Newswise - Recent studies have suggested that we have a "second brain" in our intestines, which means that our guts get all twisted up when we're under stress, because they "worry," just like our brains do. Patients with Irritable Bowel Syndrome (IBS) know this well. It turns out that not only do our intestines worry, our stomachs cannot tell a lie.
A new study suggests that measuring the changes in gastric output works better than standard polygraphs in distinguishing between lying and telling the truth. There is a clear link between the act of lying and a significant increase in gastric problems.

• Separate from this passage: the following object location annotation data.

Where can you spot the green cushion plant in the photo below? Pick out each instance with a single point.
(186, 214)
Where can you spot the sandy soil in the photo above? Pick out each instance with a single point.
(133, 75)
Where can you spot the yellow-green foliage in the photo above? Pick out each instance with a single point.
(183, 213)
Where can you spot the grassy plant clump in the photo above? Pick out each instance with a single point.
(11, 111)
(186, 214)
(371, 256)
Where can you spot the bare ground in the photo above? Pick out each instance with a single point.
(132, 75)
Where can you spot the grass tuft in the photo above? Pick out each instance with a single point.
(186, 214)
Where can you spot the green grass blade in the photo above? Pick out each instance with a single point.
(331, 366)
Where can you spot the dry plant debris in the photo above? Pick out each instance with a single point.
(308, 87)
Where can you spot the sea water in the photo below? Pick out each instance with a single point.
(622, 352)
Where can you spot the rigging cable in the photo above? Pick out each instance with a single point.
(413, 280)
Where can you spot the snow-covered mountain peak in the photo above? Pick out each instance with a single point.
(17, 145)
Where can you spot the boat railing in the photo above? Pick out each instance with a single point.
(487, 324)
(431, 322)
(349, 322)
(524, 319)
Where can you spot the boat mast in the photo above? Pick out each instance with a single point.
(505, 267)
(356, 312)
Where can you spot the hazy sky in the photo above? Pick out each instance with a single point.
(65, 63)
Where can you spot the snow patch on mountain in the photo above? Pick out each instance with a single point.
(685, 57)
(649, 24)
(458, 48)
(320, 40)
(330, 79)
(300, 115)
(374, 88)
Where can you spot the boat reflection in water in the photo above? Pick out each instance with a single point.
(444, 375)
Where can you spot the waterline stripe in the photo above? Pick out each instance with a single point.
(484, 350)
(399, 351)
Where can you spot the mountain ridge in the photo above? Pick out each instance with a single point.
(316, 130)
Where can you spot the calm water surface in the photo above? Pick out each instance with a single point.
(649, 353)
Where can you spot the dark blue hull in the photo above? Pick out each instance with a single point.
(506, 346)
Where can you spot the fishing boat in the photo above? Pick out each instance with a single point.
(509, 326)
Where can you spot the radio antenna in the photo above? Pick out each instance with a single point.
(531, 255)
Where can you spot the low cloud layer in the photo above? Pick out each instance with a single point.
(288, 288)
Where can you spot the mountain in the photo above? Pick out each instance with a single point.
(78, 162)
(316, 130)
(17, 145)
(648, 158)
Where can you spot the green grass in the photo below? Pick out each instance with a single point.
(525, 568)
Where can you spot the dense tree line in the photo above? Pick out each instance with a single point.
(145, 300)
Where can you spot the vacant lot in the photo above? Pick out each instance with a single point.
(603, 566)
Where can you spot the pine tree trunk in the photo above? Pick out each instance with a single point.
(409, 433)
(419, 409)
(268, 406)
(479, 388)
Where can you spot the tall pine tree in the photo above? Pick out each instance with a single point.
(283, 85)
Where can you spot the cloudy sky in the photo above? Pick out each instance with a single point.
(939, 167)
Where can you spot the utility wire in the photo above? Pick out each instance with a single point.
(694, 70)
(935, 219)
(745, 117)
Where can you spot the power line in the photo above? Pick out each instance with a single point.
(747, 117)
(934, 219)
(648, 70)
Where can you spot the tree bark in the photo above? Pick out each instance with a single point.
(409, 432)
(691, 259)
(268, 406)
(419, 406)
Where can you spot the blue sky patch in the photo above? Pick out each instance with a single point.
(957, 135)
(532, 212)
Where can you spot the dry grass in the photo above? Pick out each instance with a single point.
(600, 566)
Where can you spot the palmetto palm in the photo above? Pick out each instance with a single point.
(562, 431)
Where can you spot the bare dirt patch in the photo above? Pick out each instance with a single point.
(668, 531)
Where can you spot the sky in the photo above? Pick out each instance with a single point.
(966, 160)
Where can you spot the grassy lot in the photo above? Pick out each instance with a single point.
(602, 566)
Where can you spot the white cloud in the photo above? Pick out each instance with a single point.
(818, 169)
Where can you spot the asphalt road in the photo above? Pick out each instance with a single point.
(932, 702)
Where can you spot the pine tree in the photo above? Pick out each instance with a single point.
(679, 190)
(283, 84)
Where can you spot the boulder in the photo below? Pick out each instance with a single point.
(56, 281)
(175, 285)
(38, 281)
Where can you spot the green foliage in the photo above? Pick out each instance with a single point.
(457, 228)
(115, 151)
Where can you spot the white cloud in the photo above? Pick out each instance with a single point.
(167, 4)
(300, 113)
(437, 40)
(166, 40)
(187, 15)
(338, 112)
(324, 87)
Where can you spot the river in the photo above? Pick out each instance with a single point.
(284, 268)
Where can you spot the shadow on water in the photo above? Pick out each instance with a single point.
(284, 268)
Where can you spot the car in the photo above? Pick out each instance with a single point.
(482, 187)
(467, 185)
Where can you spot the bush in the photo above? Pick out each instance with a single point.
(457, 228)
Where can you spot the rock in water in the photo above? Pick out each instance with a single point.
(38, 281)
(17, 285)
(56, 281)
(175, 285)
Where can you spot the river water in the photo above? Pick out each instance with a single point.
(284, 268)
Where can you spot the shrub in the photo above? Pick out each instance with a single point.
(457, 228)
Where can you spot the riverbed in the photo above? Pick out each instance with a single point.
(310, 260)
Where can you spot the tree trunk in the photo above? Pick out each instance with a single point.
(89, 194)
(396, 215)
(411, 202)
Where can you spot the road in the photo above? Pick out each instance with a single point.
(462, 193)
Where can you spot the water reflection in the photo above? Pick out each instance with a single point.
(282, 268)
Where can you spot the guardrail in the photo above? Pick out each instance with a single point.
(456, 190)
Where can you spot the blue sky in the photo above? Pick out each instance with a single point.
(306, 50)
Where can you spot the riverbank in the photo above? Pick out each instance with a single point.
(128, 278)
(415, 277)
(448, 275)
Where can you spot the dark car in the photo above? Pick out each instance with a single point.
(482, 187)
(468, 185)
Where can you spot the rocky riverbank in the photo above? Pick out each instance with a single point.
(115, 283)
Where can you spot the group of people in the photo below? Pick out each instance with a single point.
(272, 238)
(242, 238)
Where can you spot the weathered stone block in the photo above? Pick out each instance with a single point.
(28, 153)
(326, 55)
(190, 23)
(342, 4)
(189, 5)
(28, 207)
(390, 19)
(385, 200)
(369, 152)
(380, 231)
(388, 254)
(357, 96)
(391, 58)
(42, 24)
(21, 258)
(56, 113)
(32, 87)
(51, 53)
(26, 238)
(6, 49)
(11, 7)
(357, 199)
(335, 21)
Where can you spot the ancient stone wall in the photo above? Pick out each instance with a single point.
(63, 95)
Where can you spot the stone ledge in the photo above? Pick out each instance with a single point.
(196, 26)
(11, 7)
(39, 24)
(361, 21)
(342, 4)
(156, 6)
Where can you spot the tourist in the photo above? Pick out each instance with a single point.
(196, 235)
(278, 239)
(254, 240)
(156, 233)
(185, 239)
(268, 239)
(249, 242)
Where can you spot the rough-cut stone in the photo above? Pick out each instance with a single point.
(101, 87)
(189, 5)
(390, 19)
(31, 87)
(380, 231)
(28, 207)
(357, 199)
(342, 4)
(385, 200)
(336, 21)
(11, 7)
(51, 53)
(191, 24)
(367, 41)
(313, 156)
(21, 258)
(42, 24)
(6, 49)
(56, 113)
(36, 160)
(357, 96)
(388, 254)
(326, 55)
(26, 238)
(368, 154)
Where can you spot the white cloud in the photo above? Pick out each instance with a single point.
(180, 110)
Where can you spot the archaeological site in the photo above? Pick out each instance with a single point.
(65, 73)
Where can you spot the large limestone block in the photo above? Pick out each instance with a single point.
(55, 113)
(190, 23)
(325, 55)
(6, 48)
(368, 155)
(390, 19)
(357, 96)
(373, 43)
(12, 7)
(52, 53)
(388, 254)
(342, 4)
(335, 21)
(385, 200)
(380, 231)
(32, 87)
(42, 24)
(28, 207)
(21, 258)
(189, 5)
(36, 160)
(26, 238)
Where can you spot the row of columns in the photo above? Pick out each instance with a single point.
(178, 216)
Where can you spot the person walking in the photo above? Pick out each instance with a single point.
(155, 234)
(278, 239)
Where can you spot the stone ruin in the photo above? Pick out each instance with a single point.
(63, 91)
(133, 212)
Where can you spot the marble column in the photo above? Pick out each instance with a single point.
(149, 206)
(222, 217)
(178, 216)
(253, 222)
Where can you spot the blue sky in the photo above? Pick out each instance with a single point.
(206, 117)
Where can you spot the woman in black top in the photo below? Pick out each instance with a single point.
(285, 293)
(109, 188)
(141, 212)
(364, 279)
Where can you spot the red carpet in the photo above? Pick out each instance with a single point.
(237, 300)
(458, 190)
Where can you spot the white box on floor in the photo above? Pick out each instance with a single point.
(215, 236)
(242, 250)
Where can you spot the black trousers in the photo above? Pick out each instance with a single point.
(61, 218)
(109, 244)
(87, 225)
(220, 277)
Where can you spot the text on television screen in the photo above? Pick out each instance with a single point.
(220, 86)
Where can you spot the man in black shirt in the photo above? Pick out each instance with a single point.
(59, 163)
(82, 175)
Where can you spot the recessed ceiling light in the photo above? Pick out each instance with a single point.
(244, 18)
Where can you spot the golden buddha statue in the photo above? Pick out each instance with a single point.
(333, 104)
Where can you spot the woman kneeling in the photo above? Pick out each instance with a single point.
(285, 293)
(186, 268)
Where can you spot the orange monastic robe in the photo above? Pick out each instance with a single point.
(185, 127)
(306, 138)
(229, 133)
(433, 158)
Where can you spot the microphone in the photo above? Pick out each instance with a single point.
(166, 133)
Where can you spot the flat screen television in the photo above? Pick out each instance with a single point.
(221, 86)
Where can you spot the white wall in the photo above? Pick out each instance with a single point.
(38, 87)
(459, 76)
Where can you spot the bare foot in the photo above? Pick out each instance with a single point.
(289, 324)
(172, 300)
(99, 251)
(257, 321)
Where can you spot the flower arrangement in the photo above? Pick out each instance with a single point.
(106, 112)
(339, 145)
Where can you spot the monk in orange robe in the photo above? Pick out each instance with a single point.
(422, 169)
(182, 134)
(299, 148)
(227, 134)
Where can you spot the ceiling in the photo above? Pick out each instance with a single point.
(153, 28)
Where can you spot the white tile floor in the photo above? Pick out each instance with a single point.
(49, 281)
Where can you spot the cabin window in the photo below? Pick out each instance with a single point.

To test their hypothesis that the gastrointestinal tract is uniquely sensitive to mental stress, researchers at the University of Texas recruited sixteen healthy volunteers to undergo simultaneous electrogastrogram (EGG) and electrocardiogram (EKG) recordings.
The researchers found that both lying and truth telling affected cardiac symptoms, but the act of lying was only reflected in gastric symptoms. The EGG showed a significant decrease in the percentage of normal gastric slow waves when the subject was lying that corresponded to a significant increase in the average heart rate in the same situation.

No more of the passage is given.